Both Gross and the equity managers are in a perpetual battle for investor assets, the lifeblood of any money management operation.
One would be ill advised not to study the opinions of those involved in managing the largest equity and bond funds in the markets. These funds can move markets given their very size. That said, we need to weigh the manager’s opinions in the context of a wide array of other vastly more important variables. What are these variables and how do they impact my thought process in making investment decisions?
I initially develop an opinion about the economy. From there, I think about respective weightings I would like to allocate to different segments of the market (equities, bonds, cash, real estate, alternative assets).
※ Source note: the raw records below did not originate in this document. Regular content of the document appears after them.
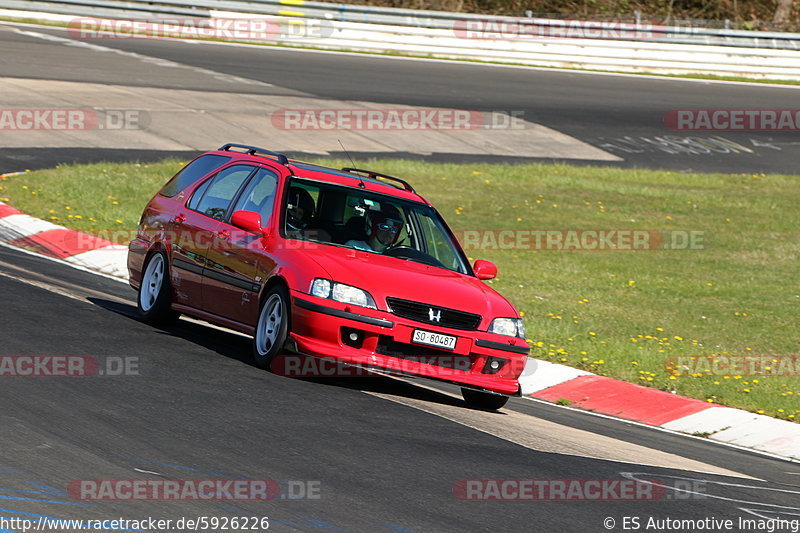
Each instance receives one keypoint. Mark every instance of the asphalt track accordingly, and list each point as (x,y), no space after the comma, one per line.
(620,114)
(195,408)
(384,453)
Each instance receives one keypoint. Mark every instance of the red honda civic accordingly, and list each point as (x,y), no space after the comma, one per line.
(348,265)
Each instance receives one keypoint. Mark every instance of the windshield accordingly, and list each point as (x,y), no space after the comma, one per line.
(376,223)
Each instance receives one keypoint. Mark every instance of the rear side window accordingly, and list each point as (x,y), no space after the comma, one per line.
(223,188)
(193,172)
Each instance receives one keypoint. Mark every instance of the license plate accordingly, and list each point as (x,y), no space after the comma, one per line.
(433,339)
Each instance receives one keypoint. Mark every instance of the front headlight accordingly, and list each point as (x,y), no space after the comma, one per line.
(323,288)
(512,327)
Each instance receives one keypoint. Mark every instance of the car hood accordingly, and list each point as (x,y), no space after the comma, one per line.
(384,276)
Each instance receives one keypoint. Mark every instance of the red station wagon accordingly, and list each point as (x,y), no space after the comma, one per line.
(347,265)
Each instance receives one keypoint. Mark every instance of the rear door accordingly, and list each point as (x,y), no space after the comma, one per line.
(237,259)
(196,227)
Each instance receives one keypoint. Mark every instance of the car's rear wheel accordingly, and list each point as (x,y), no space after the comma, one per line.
(155,292)
(483,400)
(272,328)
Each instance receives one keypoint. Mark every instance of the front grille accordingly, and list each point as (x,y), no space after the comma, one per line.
(431,314)
(421,354)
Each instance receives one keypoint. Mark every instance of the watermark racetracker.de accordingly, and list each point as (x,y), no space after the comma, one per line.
(395,119)
(504,29)
(53,119)
(192,490)
(68,366)
(732,119)
(587,490)
(600,239)
(242,28)
(733,365)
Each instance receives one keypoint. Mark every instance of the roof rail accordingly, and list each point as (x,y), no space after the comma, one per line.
(372,174)
(254,150)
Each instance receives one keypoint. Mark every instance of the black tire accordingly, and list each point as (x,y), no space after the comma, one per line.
(483,400)
(272,327)
(154,299)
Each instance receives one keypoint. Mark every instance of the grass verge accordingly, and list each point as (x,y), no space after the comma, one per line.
(623,314)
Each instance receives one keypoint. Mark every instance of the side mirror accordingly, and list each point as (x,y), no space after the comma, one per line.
(248,221)
(485,269)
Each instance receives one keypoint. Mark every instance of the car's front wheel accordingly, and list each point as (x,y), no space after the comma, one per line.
(272,328)
(155,292)
(483,400)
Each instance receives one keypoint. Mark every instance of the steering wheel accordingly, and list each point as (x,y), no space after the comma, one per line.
(407,252)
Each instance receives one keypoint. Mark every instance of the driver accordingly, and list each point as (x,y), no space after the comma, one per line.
(383,229)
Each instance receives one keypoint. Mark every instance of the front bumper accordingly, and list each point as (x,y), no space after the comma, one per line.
(323,328)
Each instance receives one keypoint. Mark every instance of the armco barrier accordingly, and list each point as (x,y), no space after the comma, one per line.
(666,50)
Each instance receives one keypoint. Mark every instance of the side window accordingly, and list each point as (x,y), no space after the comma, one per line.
(259,195)
(437,243)
(193,172)
(223,188)
(197,195)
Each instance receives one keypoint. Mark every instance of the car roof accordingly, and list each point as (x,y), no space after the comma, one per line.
(362,179)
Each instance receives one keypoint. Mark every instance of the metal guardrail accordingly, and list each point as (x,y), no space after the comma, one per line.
(407,17)
(543,42)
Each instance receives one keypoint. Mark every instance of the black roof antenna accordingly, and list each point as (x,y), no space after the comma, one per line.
(360,180)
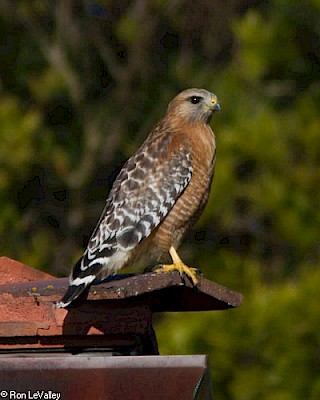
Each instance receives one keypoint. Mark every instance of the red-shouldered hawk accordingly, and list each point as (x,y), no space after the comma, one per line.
(159,193)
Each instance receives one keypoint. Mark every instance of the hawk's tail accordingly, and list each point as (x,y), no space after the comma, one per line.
(77,286)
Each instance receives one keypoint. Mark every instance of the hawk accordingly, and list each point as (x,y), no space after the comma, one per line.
(158,195)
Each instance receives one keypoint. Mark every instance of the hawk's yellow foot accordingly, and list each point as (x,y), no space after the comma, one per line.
(178,265)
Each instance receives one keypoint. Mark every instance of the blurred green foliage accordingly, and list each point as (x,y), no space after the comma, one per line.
(82,83)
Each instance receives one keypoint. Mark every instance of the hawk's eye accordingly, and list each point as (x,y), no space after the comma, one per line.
(195,99)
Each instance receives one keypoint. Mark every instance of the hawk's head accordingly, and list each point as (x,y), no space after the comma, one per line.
(195,105)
At that point, I review money managers to select those whom I deem to be the best. Only at that juncture would I seriously consider the thoughts and opinions of the money manager so I can most effectively make investment decisions.
I will often immediately dismiss money managers who have never offered opinions which run counter to their business.
Talking one’s book is not necessarily a bad thing. In fact, I would seriously discount a money manager who is not able to make a compelling case for his business. That said, as investors we need to be able to minimize the static and eliminate the noise that comes from managers ‘talking their book.’